Desde 1997, ano da primeira Parada de SP, diversos foram os temas que já figuraram as edições do evento. Boa parte deles apontaram reivindicações que, dentro de algum tempo, acabaram se tornando vitórias para a comunidade LGBT brasileira. Exemplos disso são o uso do nome social pelas pessoas trans, o casamento homoafetivo e a até a criminalização da LGBTfobia.
Aliás, nesses 23 anos de Parada em São Paulo, em 10 deles os temas de alguma forma envolveram LGBTfobia. E em absolutamente nenhuma edição chegou nem perto do HIV/aids.

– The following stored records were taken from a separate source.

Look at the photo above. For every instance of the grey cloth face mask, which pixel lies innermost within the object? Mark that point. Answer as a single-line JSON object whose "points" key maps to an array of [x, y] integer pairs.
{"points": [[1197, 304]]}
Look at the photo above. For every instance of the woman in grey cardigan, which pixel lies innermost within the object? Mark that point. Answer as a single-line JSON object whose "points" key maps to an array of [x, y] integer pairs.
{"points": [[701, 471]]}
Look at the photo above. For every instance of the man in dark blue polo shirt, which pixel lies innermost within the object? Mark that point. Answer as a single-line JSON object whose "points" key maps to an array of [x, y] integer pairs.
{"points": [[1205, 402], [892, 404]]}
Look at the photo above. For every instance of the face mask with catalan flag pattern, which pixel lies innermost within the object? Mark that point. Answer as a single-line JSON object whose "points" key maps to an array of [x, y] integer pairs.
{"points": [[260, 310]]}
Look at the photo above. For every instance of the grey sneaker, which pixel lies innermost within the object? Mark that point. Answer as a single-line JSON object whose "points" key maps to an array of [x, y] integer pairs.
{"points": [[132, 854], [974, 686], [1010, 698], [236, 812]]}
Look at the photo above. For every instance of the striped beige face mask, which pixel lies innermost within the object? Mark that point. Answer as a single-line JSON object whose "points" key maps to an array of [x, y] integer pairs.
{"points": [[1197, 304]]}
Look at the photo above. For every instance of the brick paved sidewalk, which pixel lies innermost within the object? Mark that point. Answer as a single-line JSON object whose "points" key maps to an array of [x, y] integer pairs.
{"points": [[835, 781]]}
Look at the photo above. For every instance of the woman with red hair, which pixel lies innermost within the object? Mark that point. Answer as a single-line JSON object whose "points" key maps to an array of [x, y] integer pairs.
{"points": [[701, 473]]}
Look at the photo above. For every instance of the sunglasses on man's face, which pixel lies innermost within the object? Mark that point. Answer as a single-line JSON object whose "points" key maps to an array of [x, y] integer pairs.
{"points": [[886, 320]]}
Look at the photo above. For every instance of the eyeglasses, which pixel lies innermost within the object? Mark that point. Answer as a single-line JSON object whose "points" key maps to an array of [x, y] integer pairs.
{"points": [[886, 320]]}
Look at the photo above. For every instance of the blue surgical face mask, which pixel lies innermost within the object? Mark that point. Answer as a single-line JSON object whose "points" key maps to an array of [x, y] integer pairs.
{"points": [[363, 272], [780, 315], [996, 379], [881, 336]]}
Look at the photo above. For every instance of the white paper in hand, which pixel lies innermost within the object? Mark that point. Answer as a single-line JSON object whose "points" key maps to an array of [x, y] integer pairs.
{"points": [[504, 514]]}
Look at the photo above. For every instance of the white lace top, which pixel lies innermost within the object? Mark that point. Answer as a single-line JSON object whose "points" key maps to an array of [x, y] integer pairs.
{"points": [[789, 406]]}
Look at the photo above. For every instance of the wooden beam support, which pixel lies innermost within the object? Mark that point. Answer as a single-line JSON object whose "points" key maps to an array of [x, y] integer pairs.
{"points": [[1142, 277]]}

De fato, por mais que a epidemia de HIV acometa de maneira desproporcionalmente mais pesada a população LGBT, é nítido como existe uma grande dificuldade para que esse grupo se aproprie da causa com a prioridade que ela requer.
Caetano Veloso, por exemplo, cantou em 1992 na música Americanos:
“…Só um genocida em potencial
– De batina, de gravata ou de avental –
Pode fingir que não vê que os viados
– Tendo sido o grupo – vítima preferencial –
Estão na situação de liderar o movimento para deter
A disseminação do HIV…”
Apesar disso, 28 anos depois, vemos ainda que, para muitos viados, a epidemia de HIV/aids deve ser uma preocupação apenas dos outros, mas não deles. Ou ainda, afirmam equivocadamente “sabia que não são só os LGBTs que pegam HIV, por isso associar essa epidemia a eles é só mais um jeito de reforçar estigmas ultrapassados”.
Ajudar a população que é a mais afetada pela epidemia de HIV/aids não é reforçar estigmas. É dar a importância certa para aquilo que merece toda a importância.
Em 2018, escrevi um texto aqui nessa coluna discutindo como o não priorizar dos LGBTs na epidemia de HIV/aids poderia ser prejudicial para eles próprios. Demonstrei que o número de mortes nesse grupo em decorrência da aids anualmente é quase 10 vezes maior do que as por violência motivada por LGBTfobia.
Um estudo também de 2018 demonstrou que, em São Paulo, enquanto a prevalência da infecção por HIV na população geral era de 0,4%, entre os homens gays já chegava a 25%. E mesmo assim, nesses últimos dois anos pouca coisa mudou na percepção das pessoas sobre essa epidemia.
A comunidade LGBT em grande parte continua sendo sorofóbica, discriminando as pessoas que vivem com HIV, mesmo havendo múltiplas novidades da Prevenção Combinada, e fingem que esse assunto não existe, facilitando assim o crescimento da epidemia.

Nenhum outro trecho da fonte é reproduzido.